Actusf : « Tête de pont » est l’une des nouvelles les plus drôles du recueil. En même temps on ne peut s’empêcher de songer à d’autres nouvelles d’autres auteurs de science fiction mettant en scène des affrontements entre des militaires humains et des ET « locaux » sur des planètes lointaines. Le récit de Simak est-il selon toi un clin d’œil à ces autres textes ou plutôt une inclination naturelle ? Ecrivait-il aussi en fonction de ses contemporains ?
Pierre-Paul Durastanti : J’imagine qu’il t’a fait penser à du Sheckley ? Bien sûr que Simak lisait ses collègues. Et il fréquentait les conventions, et il appartenait à un club local de fans et d’écrivains qui comptait aussi Gordon Dickson parmi ses membres. De toute manière, la SF a toujours été un terreau nourri par les textes antérieurs et alimentant les textes ultérieurs. C’est la vie du genre. Et il me semble que tu as trouvé le bon terme en parlant d’inclination naturelle ; il y a bien trop de textes de cette eau dans sa bibliographie pour qu’il ne s’agisse pas d’un penchant, voire d’une conviction bien ancrée.
 
Actusf : Un petit mot sur « L’ogre », une nouvelle assez drôle. Comment l’as-tu découverte ? Et quelle place a-t-elle dans sa bibliographie ?
Pierre-Paul Durastanti : Pour enchaîner sur la réponse précédente, voilà aussi une nouvelle sheckleyenne… huit ans avant les débuts de Sheckley. Je l’ai découverte grâce à Francis Lyall, un Britannique qui a composé une demi-douzaine de recueils de Simak reprenant des textes soit indisponibles en Angleterre, soit tout bonnement rares. Quant à la place de cette nouvelle dans la bibliographie, disons que, dès son retour à la SF en 1938, Simak commence à trouver son ton, sa thématique, sa spécificité, et que les nouvelles publiées dans Astounding à partir de 1942 ne font que confirmer cette évolution.

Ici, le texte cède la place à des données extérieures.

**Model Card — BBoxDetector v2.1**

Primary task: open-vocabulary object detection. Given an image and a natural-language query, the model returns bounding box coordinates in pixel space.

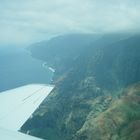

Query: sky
[0,0,140,45]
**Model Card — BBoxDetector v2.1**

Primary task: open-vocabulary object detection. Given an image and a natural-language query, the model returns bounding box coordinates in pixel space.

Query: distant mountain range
[21,34,140,140]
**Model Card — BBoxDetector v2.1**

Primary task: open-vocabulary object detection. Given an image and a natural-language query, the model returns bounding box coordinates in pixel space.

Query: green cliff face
[21,34,140,140]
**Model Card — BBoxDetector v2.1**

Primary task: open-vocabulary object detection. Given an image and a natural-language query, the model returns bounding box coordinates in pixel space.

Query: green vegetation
[21,34,140,140]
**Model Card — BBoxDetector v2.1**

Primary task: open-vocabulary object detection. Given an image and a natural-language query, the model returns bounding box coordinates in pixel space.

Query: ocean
[0,47,53,92]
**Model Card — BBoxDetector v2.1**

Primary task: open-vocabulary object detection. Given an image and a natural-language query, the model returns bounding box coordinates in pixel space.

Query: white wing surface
[0,128,41,140]
[0,84,54,131]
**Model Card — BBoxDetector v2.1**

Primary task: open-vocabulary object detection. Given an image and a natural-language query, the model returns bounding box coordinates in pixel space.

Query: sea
[0,47,54,92]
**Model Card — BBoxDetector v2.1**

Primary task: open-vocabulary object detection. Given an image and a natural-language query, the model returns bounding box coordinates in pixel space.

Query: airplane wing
[0,84,54,140]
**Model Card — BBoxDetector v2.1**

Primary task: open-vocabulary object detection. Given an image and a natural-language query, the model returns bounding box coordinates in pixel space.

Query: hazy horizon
[0,0,140,45]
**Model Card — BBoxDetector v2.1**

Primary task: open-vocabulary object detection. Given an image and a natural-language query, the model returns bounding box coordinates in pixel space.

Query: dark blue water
[0,47,53,91]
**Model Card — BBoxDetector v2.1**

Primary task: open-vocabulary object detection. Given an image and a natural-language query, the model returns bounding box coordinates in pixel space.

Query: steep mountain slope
[22,34,140,140]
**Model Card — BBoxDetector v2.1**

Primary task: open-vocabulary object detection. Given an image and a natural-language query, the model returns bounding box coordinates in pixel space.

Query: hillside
[21,34,140,140]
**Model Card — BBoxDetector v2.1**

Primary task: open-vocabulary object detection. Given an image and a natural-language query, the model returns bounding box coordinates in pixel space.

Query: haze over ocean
[0,47,53,92]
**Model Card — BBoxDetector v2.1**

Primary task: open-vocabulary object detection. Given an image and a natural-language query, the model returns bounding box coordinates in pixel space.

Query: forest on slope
[21,34,140,140]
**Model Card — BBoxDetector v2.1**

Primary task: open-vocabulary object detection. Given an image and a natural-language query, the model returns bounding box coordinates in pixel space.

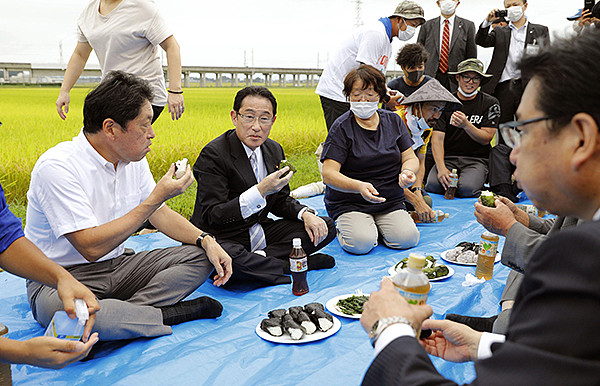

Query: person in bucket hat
[396,79,460,222]
[425,59,500,197]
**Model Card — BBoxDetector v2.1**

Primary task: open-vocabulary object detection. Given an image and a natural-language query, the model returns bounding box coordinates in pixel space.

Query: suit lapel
[260,140,279,174]
[525,23,540,47]
[229,130,258,188]
[432,16,442,56]
[448,16,464,52]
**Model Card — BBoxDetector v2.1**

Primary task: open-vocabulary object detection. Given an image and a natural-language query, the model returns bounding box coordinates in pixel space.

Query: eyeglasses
[499,116,551,149]
[236,111,275,126]
[460,75,481,83]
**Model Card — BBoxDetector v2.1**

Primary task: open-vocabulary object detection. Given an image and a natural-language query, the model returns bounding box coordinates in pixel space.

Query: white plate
[388,264,454,281]
[440,248,502,266]
[256,315,342,344]
[325,294,369,319]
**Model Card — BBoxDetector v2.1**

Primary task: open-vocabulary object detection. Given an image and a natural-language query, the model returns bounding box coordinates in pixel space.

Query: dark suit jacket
[190,129,304,244]
[417,16,477,84]
[363,221,600,386]
[475,23,550,94]
[502,215,579,273]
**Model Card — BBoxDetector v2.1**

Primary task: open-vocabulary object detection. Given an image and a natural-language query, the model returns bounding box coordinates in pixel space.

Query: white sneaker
[290,181,325,200]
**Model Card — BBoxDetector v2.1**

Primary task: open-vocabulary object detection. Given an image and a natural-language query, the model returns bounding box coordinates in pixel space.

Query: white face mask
[506,5,523,23]
[398,20,417,41]
[440,0,458,16]
[350,102,379,119]
[458,86,479,98]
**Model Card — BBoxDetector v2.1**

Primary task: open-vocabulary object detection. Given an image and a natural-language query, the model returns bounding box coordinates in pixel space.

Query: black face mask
[406,70,425,83]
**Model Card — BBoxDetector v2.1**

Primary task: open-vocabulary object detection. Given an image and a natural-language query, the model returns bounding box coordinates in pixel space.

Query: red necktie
[440,19,450,74]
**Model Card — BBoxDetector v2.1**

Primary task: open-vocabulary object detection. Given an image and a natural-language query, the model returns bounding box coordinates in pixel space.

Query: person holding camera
[567,3,600,35]
[475,0,550,202]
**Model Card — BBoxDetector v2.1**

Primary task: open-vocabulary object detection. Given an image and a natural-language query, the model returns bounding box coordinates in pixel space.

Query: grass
[0,87,327,219]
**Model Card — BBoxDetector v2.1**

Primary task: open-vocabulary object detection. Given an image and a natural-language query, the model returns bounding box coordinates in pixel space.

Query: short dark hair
[233,86,277,116]
[343,64,387,101]
[396,43,429,70]
[519,29,600,132]
[83,71,153,134]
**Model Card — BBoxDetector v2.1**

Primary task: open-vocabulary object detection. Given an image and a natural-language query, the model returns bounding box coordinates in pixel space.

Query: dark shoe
[308,253,335,271]
[283,253,335,275]
[446,314,498,332]
[158,296,223,326]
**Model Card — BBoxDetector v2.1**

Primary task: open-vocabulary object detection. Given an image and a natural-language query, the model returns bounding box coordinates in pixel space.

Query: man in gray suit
[417,0,477,92]
[446,196,580,334]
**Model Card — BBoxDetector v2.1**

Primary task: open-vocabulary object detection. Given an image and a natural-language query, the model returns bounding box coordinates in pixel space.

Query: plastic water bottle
[444,169,458,200]
[408,209,450,223]
[0,323,12,385]
[44,299,90,341]
[290,238,308,296]
[475,231,500,280]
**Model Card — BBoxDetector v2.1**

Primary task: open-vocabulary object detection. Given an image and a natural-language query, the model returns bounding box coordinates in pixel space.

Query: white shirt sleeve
[477,332,506,359]
[356,31,390,72]
[30,162,99,238]
[146,3,173,46]
[375,323,415,356]
[240,185,267,218]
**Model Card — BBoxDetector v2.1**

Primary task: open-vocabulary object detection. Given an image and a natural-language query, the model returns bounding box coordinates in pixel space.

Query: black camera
[583,0,596,12]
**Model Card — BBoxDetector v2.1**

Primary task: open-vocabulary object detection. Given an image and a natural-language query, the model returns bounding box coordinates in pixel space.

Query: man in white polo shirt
[25,71,231,340]
[315,0,425,131]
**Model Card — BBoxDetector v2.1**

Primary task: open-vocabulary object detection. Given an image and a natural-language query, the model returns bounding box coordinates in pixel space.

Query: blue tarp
[0,195,532,385]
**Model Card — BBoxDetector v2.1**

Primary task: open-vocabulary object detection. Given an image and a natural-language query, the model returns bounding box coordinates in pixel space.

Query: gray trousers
[492,270,523,334]
[27,245,213,341]
[425,156,488,197]
[335,210,420,255]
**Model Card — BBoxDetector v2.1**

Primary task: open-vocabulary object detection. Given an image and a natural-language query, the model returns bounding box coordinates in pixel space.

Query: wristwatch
[305,206,319,216]
[369,316,416,347]
[196,232,216,248]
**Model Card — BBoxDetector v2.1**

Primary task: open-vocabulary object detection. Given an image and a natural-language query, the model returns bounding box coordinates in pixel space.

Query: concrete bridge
[0,63,402,87]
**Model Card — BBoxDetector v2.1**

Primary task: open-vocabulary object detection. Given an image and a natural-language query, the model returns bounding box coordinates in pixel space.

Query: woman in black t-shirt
[321,65,419,254]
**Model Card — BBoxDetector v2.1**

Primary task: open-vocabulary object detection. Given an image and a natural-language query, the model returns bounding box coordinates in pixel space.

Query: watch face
[369,320,379,337]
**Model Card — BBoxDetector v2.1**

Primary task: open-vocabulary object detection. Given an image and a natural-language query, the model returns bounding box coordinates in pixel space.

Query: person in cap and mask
[315,0,425,131]
[417,0,477,92]
[425,59,500,197]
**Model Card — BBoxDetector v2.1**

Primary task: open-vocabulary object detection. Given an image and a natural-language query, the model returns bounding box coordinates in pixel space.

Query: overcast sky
[0,0,583,70]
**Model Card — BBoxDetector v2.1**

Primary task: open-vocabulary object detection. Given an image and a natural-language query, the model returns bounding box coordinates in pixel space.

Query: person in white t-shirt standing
[56,0,185,122]
[315,0,425,131]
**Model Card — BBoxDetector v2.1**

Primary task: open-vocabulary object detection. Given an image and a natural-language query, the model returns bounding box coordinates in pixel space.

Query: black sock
[158,296,223,326]
[446,314,498,332]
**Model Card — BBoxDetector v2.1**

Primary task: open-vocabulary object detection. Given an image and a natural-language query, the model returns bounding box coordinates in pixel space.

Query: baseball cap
[448,58,492,85]
[390,0,425,24]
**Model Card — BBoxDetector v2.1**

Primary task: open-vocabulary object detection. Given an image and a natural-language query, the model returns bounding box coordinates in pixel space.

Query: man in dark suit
[417,0,477,92]
[361,31,600,385]
[475,0,550,123]
[190,86,335,285]
[475,0,550,202]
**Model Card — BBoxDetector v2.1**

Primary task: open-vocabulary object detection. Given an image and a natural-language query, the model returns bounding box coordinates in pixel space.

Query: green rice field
[0,86,327,219]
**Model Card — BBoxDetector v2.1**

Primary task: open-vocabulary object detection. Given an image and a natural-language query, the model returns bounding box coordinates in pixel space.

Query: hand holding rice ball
[175,158,187,180]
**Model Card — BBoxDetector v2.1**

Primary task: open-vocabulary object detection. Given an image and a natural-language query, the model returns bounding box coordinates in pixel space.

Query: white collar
[508,16,529,31]
[440,12,456,28]
[240,141,262,160]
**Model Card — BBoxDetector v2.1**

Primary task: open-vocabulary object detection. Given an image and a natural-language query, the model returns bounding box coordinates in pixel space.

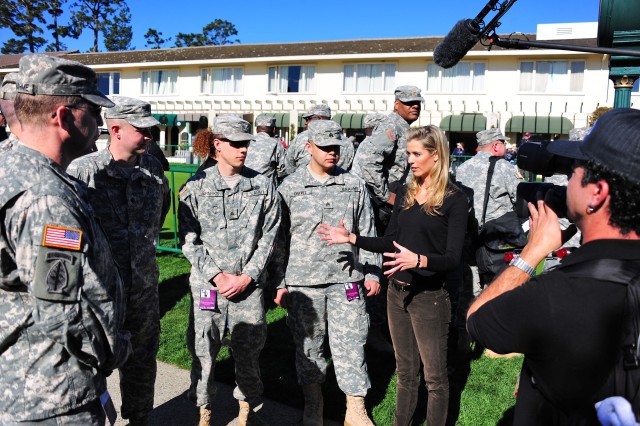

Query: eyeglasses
[65,104,102,118]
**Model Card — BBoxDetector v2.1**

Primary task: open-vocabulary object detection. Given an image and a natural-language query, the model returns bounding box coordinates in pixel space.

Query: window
[141,70,178,95]
[427,62,486,93]
[520,61,585,93]
[342,64,396,93]
[200,68,242,95]
[269,65,316,93]
[98,72,120,95]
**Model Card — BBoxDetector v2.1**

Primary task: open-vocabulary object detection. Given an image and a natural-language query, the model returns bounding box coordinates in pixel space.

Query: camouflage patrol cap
[394,86,424,102]
[569,127,591,141]
[0,72,18,101]
[213,115,254,142]
[256,114,276,127]
[17,53,113,107]
[104,96,160,129]
[302,104,331,119]
[307,120,344,146]
[362,113,386,129]
[476,127,509,146]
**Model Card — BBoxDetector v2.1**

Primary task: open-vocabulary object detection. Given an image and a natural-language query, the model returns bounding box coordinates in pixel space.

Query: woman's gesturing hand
[383,241,418,277]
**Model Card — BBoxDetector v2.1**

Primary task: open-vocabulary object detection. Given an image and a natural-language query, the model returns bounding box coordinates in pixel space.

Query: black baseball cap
[547,108,640,183]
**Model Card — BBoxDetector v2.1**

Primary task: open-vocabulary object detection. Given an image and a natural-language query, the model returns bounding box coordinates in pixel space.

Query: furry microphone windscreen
[433,19,480,68]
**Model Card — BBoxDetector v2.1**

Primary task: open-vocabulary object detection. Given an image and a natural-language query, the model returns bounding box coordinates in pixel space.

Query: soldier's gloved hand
[273,288,289,309]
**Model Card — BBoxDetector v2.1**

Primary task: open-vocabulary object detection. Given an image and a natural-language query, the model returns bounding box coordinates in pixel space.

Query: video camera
[516,141,574,218]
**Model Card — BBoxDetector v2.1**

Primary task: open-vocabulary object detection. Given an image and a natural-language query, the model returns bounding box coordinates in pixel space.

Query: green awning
[264,112,289,128]
[440,114,487,132]
[152,114,178,127]
[505,115,573,135]
[331,114,365,129]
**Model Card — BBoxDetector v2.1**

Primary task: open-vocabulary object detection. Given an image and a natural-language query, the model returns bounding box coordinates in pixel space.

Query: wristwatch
[509,256,536,277]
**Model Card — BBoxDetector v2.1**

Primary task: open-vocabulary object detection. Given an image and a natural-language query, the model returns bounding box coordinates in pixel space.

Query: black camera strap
[480,155,500,228]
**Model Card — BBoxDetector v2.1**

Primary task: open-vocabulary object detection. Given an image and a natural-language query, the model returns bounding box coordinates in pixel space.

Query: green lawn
[158,252,522,426]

Après « L’ogre », il y aura dans cette revue encore un (bon) texte, et puis ce sera la série Demain les chiens, sur laquelle je n’ai pas besoin de m’étendre.
 
Actusf : Qu’en est-il de ce qu’il reste à traduire de Clifford Simak ? Y’a-t-il encore de nombreuses nouvelles inédites en français ?
Pierre-Paul Durastanti : Une trentaine, quoique surtout dans la première partie de sa carrière, où elles sont, en toute honnêteté, assez médiocres, et dans la seconde, de 1938 à 1944, après quoi il entame Demain les chiens. Il faut trier avec soin, mais on trouve, et j’ai sous le coude, des textes que j’estime de la même qualité que « L’ogre ». A partir des années 50, la plupart des nouvelles ont été traduites, mais il en reste certaines éparses dans des revues américaines que je dois encore me procurer, et un bon nombre de traduites ici et là qu’on peut exploiter à condition de revoir ou refaire les versions françaises de l’époque, souvent incomplètes et à tout le moins vieillottes.
 
Actusf : Y’aura-t-il d’autres recueils de Simak au Bélial ?
Pierre-Paul Durastanti : Des promesses inavouables m’ont déjà permis de convaincre mon boss d’en publier un troisième, dont j’ai une bonne idée d’ensemble. Sa tonalité devrait être un peu différente.